When You’re Grieving The Loss Of A Parent, It’s Necessary To ‘Escape’
“It’s all about escape.” That’s what my father said to me this past Thursday night, his mouth full of lasagna and an ice cold beer dripping on the table beside him.
When it comes to living life without my mom, the only thing my father knows is how to escape. People find the word ‘escape’ to be a daunting one. It carries around this negative connotation that you’re somehow removed from reality. How can you ever grow as a person if you’re constantly trying to escape the horrid memories of your past or the depressing moments of your daily life? As I’ve been told on more than one occasion, “You need to face what happened.”
We all can empathize with grief. Loss begins at an early age when your mom accidentally vacuums up your hamster who got caught running loose outside his cage. From flushing goldfish, to the family dog dying slowly, death is something we deal with from an early age.

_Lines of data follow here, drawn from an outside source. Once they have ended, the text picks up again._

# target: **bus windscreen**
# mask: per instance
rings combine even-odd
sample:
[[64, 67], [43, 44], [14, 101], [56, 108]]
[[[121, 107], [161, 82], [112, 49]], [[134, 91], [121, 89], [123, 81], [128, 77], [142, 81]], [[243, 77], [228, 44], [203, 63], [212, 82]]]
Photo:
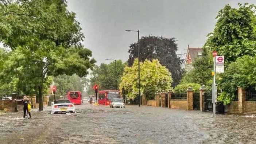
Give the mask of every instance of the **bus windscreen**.
[[78, 93], [71, 93], [70, 97], [71, 98], [77, 98], [79, 97], [79, 94]]

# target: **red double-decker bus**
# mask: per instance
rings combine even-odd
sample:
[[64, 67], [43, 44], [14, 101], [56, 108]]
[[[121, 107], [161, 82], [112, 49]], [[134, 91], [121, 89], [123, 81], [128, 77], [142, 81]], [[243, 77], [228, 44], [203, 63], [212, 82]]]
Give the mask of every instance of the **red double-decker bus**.
[[109, 105], [113, 98], [121, 98], [120, 92], [118, 90], [107, 90], [99, 92], [98, 101], [100, 105]]
[[82, 93], [80, 92], [69, 92], [67, 93], [67, 99], [74, 105], [82, 104]]

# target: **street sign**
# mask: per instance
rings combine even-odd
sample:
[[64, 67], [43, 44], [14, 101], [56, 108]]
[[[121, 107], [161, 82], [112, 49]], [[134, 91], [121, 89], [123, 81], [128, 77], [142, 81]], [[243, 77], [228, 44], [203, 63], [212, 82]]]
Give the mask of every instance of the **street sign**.
[[224, 56], [216, 57], [216, 73], [224, 73]]
[[[213, 88], [213, 83], [212, 85], [212, 89], [213, 90], [214, 89], [214, 91], [213, 90], [212, 91], [212, 102], [213, 103], [213, 101], [215, 101], [215, 102], [217, 102], [217, 84], [215, 83], [215, 87]], [[215, 91], [215, 92], [214, 92]], [[215, 92], [215, 93], [214, 93], [214, 92]], [[215, 97], [215, 98], [214, 98]]]

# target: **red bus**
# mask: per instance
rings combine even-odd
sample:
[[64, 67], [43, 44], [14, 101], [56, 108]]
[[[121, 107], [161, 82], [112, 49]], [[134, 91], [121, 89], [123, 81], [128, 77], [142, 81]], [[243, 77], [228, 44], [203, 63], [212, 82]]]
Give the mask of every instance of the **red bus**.
[[99, 92], [98, 103], [100, 105], [109, 105], [113, 98], [121, 98], [120, 92], [118, 90], [107, 90]]
[[82, 93], [80, 92], [69, 92], [67, 93], [67, 99], [74, 105], [82, 104]]

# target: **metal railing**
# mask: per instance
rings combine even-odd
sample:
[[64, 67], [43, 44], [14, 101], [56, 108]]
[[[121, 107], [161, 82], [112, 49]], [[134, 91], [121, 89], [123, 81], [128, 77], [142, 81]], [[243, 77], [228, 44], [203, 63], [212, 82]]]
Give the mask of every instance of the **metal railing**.
[[171, 97], [171, 100], [186, 100], [187, 93], [172, 93]]
[[251, 86], [247, 89], [246, 101], [256, 101], [256, 89], [255, 87]]

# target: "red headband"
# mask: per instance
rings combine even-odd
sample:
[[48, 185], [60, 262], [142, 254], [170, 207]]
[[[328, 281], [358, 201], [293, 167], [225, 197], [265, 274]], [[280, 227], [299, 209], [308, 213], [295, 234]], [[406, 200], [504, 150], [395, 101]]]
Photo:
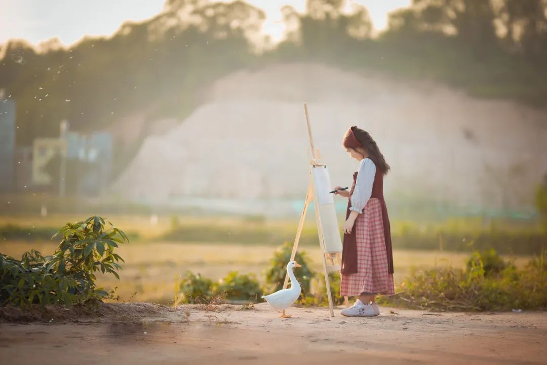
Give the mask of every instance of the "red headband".
[[344, 136], [344, 141], [342, 142], [342, 144], [344, 147], [346, 148], [362, 148], [363, 145], [357, 140], [356, 138], [355, 135], [353, 134], [353, 130], [352, 128], [357, 128], [357, 126], [351, 127], [347, 130], [346, 132], [346, 134]]

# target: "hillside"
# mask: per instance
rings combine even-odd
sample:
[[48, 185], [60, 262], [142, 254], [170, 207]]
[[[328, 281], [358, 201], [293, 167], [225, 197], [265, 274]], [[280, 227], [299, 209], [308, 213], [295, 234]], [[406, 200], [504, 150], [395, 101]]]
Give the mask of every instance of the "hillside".
[[207, 95], [178, 126], [146, 139], [115, 190], [156, 203], [301, 198], [304, 101], [333, 184], [351, 183], [356, 164], [341, 142], [354, 125], [371, 133], [391, 165], [392, 199], [522, 207], [547, 171], [547, 113], [430, 83], [290, 63], [229, 75]]

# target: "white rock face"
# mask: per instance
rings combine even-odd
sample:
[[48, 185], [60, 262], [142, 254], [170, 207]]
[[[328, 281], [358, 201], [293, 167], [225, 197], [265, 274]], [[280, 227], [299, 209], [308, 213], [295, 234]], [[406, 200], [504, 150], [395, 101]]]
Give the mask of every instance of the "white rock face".
[[341, 147], [346, 129], [357, 125], [376, 140], [392, 167], [388, 203], [429, 195], [522, 207], [533, 204], [547, 172], [544, 111], [374, 73], [290, 64], [218, 80], [208, 102], [146, 140], [113, 189], [154, 203], [245, 202], [261, 212], [272, 202], [303, 199], [309, 181], [304, 102], [333, 184], [350, 184], [357, 166]]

It’s one that preps us for the larger deaths we’ll face down the line: aunts, uncles, grandparents, perhaps a friend.
By the time your 20s hit, you’ve greeted death in several ways. We can all understand grief.
Losing a parent is one form of grief that’s at the top of the pyramid. It’s one you don’t expect to understand at 26-years-old. It’s something you expect when you’re 40, after you’ve graduated college, or found your dream job, bought a house, had a baby, bought a wedding dress, and walked down the aisle. Things my mom is never going to be able to see.
I watched my mom decline for seven years, never realizing that the cancer was killing her. I watched her turn from a vibrant woman into one whose face was puffed out twice the size thanks to steroids. In the last 13 months of her life, she lost the ability to drive her brand new car. She lost the ability to walk on her own, to stand in the shower. On our last depressing Christmas together, she could barely walk the mall, having to ask me to wrap my own gifts for myself and my fiance, because the five brain tumors took away her ability to focus, to use her hands, her ability to see.
When I stood beside her casket, holding on to her for the only hour I’d have left, the people around me saw my grief. They heard it.
When I went back home, having to walk over the same spot where she died on the hardwood floor, the reality of what had just transpired seemed like a distant reality. It was a cloud. It was fog.
Grief on that scale doesn’t go away with the celebration of a new holiday, their birthday, or the first anniversary of their death. Grief on that scale is greeted, every second of every moment that you’ve had to readjust your life in even the smallest scale. I can’t text my mom. I can’t say hello. At times, when I think of her, I find disappointment when I start to forget what her voice sounded like. I fear what else I’m going to forget in five years, 10, and 20.
Escaping is a rigid term that people who haven’t experienced this level of grief, toss around like it’s something harmful. When you’ve lost a parent, who died in front of you for seven years to terminal cancer, whose life was taken away by a doctor who made the decision for her, you have every right to want to “escape.” Grief requires distraction because grief is a process that has no time constraints. My grief didn’t go away in a few months, nor has it lessened any more 14 months later. If anything, my grief is worse. It’s more pronounced. The first 10 months were filled with shock, financial struggles, and coping with my newly heartbroken father. It was filled with spending all my free time with him, ensuring he wasn’t alone, even on the days when he broke down wishing he would just join her. Even on the days when he confided that he’s scared to die because he doesn’t know if he’ll be with her.